The Japanese newspaper Asahi Shinbun is reporting that North Korea has been responsible for ‘cyber-raids’ which have resulted in cryptocurrency thefts totaling a staggering 2 billion in USD. The data comes from a still-to-be-published UN Security Council report on North Korea’s crypto-hacking.
This report suggests that North Korea’s crypto-hacking operation may be more organized and expansive than previously thought.
North Korea’s Elusive Hacking Team
Asahi Shinbun has retrieved a UN report which alleges that the pariah nation has conducted 35 cyber-attacks on financial institutions and cryptocurrency exchanges between December 2015 and May 2019. In total, 17 countries were targetted in a state-led effort. It is the UN Security Council’s belief that the cyber-attacks were orchestrated by the Korean People’s Army’s Reconnaissance General Bureau — the intelligence agency of the country’s armed forces.
North Korea’s crypto-obsession has been well-documented. The mysterious Bureau 121 is the country’s leading cyber-warfare agency, managing clandestine operations with six major organizations under its umbrella. The elite team of hackers which focus on cryptocurrencies have gone by many names, such as ‘APT 38,’ as part of the better-known Lazarus group. The cryptocurrency stolen by APT 38 is said to make up a large portion of North Korea’s GDP. Much of the money is funneled into DPRK’s missile program and nuclear developments, as well as funding luxury goods for Kim Jung-Un’s elite circles.
An Extensive Operation
Since 2015, the country’s elite hacking group has stolen some $2B worth of cryptocurrency. There’s also evidence that this group is now moving from attacking cryptocurrency exchanges to focusing on prominent crypto-investors. South Korean cybersecurity firm Cuvepia says that it has uncovered more than 30 cases since April 2018. However, bear in mind that most of these still go unreported. It is still unknown how vast the country’s crypto-reserves really are, but it likely measures in the tens of billions.

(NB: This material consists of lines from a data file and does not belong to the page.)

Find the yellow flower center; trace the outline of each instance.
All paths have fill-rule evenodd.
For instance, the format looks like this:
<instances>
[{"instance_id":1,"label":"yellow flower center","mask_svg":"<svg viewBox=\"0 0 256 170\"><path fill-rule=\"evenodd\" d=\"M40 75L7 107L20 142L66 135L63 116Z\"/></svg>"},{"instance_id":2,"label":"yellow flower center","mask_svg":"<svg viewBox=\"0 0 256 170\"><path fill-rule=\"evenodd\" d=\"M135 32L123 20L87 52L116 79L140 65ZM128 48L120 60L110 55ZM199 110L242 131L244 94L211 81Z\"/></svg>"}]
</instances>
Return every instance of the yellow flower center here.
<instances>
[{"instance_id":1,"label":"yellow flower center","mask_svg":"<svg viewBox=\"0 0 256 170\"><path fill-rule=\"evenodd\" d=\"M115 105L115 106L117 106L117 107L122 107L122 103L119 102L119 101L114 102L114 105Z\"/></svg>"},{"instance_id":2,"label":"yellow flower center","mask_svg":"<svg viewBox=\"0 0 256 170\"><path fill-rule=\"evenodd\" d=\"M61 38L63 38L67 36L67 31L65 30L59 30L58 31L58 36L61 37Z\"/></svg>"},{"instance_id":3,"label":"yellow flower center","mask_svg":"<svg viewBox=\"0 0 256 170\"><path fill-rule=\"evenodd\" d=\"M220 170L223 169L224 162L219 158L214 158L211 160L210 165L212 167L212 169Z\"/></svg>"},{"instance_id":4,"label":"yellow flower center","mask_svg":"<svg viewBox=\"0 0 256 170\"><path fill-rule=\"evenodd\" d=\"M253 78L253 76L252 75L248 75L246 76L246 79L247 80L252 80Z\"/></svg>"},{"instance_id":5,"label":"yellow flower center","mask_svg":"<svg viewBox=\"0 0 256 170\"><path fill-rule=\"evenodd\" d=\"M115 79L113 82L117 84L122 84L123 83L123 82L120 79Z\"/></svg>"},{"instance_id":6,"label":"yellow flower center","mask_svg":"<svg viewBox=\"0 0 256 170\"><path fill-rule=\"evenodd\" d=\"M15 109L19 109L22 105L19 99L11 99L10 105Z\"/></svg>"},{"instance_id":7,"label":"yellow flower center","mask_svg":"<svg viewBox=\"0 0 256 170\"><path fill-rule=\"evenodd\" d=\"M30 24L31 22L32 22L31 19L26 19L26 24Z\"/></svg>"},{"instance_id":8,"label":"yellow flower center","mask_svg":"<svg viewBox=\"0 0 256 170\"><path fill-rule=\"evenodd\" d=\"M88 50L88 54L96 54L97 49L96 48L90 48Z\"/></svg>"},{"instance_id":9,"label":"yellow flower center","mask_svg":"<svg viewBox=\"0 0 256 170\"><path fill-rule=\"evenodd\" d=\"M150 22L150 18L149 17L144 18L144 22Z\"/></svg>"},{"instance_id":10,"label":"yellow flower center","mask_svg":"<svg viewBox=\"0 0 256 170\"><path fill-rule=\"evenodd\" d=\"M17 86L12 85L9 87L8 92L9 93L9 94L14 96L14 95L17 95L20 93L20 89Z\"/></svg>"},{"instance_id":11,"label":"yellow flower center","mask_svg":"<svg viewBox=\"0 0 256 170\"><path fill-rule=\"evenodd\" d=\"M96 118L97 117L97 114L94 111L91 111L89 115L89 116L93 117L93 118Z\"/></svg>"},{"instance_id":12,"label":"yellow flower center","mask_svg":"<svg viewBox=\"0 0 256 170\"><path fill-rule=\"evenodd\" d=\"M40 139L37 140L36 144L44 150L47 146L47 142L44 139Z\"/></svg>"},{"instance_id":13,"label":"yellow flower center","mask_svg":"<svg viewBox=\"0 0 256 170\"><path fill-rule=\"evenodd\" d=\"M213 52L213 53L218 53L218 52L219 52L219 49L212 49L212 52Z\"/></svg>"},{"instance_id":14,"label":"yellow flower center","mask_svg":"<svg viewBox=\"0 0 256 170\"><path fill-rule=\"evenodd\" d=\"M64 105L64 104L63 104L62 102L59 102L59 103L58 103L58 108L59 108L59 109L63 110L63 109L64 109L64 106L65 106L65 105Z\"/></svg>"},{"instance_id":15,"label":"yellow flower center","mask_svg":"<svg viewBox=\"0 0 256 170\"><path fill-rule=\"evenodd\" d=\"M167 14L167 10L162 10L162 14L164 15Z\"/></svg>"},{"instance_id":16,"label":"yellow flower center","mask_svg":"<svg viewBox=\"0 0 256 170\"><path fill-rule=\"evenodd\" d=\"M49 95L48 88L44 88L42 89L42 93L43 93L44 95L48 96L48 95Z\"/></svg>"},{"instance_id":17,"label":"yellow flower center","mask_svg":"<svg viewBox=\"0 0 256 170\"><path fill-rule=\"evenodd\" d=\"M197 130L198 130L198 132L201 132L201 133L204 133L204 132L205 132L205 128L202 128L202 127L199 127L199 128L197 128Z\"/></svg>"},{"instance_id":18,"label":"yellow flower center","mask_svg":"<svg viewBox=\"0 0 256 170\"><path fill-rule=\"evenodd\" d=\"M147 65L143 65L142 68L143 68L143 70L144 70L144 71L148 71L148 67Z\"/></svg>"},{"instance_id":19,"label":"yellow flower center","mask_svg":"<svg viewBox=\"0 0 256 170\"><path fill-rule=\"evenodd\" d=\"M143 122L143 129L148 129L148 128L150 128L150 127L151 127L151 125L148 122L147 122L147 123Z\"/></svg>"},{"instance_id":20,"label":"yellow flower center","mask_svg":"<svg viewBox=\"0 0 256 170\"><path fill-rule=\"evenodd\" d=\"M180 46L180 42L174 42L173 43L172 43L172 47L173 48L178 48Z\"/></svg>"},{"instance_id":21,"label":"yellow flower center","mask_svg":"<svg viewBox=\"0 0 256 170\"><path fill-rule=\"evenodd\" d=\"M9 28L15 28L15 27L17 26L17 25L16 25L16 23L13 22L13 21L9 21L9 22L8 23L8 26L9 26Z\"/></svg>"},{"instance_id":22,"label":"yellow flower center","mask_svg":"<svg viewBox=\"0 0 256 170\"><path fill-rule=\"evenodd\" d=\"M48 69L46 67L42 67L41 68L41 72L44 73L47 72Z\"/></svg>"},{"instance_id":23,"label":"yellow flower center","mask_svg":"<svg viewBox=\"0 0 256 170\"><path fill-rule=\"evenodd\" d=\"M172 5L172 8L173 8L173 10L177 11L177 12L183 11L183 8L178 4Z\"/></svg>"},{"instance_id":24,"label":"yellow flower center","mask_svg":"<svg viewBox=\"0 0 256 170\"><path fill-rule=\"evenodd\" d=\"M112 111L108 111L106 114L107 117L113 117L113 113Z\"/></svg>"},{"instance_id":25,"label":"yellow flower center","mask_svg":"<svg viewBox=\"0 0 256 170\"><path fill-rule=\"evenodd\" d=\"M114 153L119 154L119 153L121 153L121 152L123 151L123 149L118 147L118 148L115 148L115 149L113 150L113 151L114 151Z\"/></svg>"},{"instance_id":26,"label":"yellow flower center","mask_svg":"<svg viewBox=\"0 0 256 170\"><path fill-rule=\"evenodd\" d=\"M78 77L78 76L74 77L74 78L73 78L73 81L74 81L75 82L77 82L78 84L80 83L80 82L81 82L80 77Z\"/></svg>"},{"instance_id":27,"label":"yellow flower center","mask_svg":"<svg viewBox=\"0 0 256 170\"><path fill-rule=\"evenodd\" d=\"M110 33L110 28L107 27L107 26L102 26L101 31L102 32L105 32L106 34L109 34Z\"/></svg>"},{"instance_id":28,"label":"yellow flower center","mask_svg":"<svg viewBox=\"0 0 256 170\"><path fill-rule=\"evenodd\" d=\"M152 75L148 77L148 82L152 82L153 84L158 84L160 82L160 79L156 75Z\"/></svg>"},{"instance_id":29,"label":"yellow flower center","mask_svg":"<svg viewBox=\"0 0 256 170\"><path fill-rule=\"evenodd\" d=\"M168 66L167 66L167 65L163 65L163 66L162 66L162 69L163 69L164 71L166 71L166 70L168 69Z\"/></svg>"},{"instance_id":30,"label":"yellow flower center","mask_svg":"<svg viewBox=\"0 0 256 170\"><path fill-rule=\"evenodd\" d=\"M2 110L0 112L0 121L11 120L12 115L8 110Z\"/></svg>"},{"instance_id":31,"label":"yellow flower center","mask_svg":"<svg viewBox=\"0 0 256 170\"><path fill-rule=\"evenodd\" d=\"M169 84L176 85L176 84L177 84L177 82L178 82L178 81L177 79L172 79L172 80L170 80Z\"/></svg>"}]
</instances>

With these dealings shrouded in mystery, one should bear in mind that the $2B figure only relates to cryptocurrency thefts. It is also just as likely that the country operates its own mining operations, along with other cyber-attacks on established bank accounts. According to tech intelligence company Recorded Future, North Korea has been mining Bitcoin since at least May 2017. It is also known for breaking into South Korean computer systems and leveraging them for covert mining operations.
Despite relatively friendlier relations between North Korea and the United States as of late, this has not seemed to deter the country from engaging in these criminal activities.